Virtually unchanged since its 1835 completion, this viaduct on the Washington branch of the Baltimore and Ohio Railroad (B&O) was the first multispan masonry railroad bridge erected in the United States and the first built on a curving alignment. Benjamin Henry Latrobe Jr., an engineer with the B&O and son and namesake of the famed architect, designed the massive viaduct, which had to be high enough to avoid flooding of the Patapsco River while also accommodating a 4-degree curve.
To do so, he laid out the piers on radial lines, resulting in a wedge shape with wider sides facing the outside curve of the viaduct. The 612-foot-long viaduct (704 feet including the approaches) has 8 elliptical arches with pilasters between them. The viaduct rises 59 feet from the water level to the base of the cast-iron decorative rail and has a 26-foot-wide deck that accommodates a double track and a 4-foot-wide pedestrian walkway. It is built of 63,000 tons of rough-dressed granite ashlar obtained from nearby quarries on the Patapsco River set in cement mortar.

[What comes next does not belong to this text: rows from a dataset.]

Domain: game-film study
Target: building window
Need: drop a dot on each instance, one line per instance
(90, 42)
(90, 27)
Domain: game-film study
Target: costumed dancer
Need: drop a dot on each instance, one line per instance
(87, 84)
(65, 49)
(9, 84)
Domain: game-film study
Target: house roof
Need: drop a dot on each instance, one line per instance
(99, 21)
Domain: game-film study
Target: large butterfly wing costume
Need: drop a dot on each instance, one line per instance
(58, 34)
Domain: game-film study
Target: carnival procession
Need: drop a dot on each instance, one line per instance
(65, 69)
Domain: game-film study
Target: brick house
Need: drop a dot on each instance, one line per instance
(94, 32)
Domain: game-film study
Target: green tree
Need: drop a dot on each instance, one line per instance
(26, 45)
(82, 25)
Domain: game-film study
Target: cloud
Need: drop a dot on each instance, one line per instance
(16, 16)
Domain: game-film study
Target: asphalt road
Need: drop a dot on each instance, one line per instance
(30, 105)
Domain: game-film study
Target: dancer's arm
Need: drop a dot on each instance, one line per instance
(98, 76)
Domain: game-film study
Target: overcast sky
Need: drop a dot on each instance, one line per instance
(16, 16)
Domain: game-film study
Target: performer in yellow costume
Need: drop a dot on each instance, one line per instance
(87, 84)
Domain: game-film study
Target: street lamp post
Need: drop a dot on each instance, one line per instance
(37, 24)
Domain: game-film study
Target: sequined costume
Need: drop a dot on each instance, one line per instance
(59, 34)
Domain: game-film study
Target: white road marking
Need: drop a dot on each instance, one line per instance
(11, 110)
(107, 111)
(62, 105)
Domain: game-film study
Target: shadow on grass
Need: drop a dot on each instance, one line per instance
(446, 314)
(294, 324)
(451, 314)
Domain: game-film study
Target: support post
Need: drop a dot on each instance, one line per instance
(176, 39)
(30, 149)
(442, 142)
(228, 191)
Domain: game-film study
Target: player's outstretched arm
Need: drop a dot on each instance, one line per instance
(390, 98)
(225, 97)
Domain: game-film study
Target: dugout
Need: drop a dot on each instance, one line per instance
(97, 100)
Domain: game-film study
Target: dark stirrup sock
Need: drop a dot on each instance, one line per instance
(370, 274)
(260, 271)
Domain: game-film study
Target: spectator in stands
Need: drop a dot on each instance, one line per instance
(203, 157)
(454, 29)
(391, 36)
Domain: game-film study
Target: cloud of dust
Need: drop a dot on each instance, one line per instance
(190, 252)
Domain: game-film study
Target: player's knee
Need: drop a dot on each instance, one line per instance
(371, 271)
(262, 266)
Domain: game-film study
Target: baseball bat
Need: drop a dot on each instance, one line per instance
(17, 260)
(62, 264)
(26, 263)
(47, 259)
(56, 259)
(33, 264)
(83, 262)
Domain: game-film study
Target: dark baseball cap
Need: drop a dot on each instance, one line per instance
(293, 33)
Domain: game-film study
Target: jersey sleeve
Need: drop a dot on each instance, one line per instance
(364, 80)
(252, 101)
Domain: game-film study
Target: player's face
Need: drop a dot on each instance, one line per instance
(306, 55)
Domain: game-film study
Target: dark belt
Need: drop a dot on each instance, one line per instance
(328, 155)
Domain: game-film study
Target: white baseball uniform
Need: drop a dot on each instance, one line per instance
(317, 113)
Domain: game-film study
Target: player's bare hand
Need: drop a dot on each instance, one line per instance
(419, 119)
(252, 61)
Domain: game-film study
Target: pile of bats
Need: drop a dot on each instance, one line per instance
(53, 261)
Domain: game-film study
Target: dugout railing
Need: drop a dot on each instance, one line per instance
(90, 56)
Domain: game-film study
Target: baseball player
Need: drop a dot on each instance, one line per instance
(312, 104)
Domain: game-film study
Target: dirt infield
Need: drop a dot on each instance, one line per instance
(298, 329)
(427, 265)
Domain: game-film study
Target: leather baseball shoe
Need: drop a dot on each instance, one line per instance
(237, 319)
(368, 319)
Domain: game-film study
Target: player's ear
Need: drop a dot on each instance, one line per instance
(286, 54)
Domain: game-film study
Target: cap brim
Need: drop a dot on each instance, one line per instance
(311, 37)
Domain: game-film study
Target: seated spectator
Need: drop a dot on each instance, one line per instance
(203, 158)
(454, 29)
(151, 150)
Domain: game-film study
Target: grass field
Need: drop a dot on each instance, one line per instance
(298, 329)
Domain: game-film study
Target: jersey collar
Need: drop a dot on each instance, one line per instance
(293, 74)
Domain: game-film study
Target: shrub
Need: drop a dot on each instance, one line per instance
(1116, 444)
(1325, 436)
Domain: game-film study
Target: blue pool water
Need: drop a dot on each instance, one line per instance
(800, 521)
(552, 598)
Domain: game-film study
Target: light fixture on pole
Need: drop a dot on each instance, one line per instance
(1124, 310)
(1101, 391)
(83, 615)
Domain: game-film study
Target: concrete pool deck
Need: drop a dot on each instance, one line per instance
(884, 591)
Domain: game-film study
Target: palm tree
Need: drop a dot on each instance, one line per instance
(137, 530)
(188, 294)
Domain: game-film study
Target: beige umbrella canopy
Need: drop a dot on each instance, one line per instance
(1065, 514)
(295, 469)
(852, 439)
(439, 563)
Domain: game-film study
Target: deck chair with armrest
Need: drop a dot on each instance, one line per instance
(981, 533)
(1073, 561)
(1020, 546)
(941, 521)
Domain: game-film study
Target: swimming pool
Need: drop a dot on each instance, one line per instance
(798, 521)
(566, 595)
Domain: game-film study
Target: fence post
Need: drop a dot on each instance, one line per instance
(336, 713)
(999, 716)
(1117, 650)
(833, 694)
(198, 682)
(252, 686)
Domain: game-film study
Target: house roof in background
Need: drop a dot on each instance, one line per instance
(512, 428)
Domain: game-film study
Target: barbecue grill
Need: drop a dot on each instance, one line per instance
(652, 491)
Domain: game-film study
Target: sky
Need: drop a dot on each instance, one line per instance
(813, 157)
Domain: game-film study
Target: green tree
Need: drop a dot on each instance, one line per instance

Officially named for Philip E. Thomas, the first president of the railroad (1827–1836), the viaduct was nicknamed Latrobe’s Folly because of public doubts that it would even be able to support its own weight. Now a National Historic Landmark and a National Historical Civil Engineering Landmark, it has defied all expectations, remaining in service to the present. Its smaller predecessor, the Carrollton Viaduct located over Gwynn’s Falls in Baltimore, also shares this distinction.
References
Dilts, James D. The Great Road: The Building of the Baltimore & Ohio, The Nation’s First Railroad, 1828–1853. Stanford, CA: Stanford University Press, 1993.
“Baltimore & Ohio Railroad: Thomas Viaduct.” HAER No. MD-3, Historic American Engineering Record, 1984. Prints and Photographs Division, Library of Congress, Washington, D.C.